April 21st, 2016 by Patricia Donovan

Horizon BCBS-NJ's Episodes of Care program engages specialists across a suite of nine episodes.

Imagine a value-based healthcare payment model in which the sole financial hazard to specialist providers is the risk of amassing additional revenue.

Further, envision a scenario in which these specialists are invited to design their payment program, from the model’s intent to key quality metrics.

Those are some highlights of Horizon Blue Cross Blue Shield of New Jersey’s Episodes of Care (EOC) program, a value-based model designed to focus specialists on the provision of quality- and value-based care across nine separate episodes, from joint replacement to hysterectomy to oncology.

Hailed as a national leader in advancing the episodes model as a prototype for value-based specialty care, Horizon is careful to distinguish its EOC program from a bundled payment initiative, for two key reasons.

“First, our EOC program is a quality-based program; it’s not only about the payment or payment structure,” explained Lili Brillstein, director of the Horizon Episodes of Care program during a recent webinar, Episodes of Care: Improving Clinical Outcomes and Reducing Total Cost of Care Through a Collaborative Payor-Provider Relationship.

Secondly, bundled payments typically refer to a prospective model in which a bundled amount of money is paid to a provider or group of providers in advance of services being delivered, while Horizon’s retrospective model pays providers after services have been provided.

The upside-only nature of Horizon’s retrospective model contributes to the program’s collaborative nature, Ms. Brillstein added. “If the metrics are met, savings are shared. If the metrics are not met, we’re not punishing our partners.”

There is other evidence of collaboration and of Horizon’s desire to see the providers succeed in the EOC program. One example is the payor’s use of case mix-adjusted budgets at the practice level rather than the prevalent member-specific risk-adjusted budgets. “This budgeting allows Horizon to create an opportunity for providers to move the needle [on a metric], and benefit from that. The opportunity for cost savings and shared savings also is dramatically improved.”

Another case in point is Horizon’s invitation to prospective providers to talk through the episode’s construct, intent and design prior to its launch.

Horizon’s engagement of providers in the EOC program has “changed the spirit of the relationships between the payor and the provider,” Ms. Brillstein noted. “It’s like nothing I’ve ever seen before. Our provider partners have become our ambassadors for the program.”

Select EOC results presented during the webinar indicated that outcomes are better for EOC partners—in the area of reduced readmissions, for example—than they are for physicians not in the EOC program.

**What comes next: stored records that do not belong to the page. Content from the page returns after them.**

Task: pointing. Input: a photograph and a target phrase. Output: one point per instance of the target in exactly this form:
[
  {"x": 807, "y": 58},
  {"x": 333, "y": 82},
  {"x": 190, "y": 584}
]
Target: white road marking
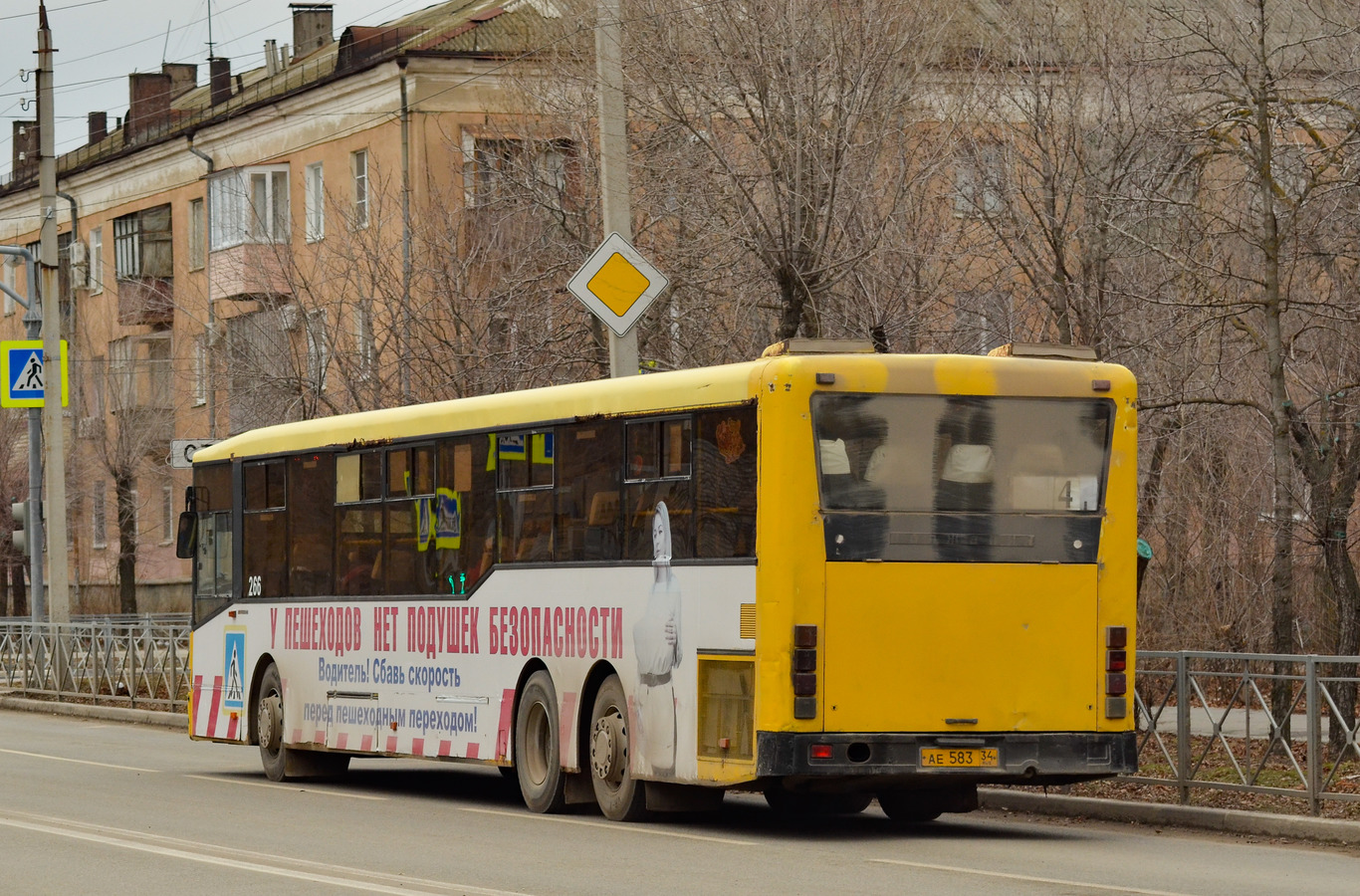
[
  {"x": 609, "y": 825},
  {"x": 244, "y": 859},
  {"x": 1029, "y": 878},
  {"x": 279, "y": 786},
  {"x": 79, "y": 762}
]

Horizon expects to launch at least three more episodes in 2016, including a Crohn’s Disease episode that will take into account behavioral health services for those members. While the payor fully expects to move to a prospective model, it believes its current EOC model is preparing them for that eventuality, softening the transition from fee for service to prospective payments.

“[That transition] doesn’t just happen. You don’t sign the paper, and suddenly know what to do. It is an evolutionary transformative process,” concluded Ms. Brillstein.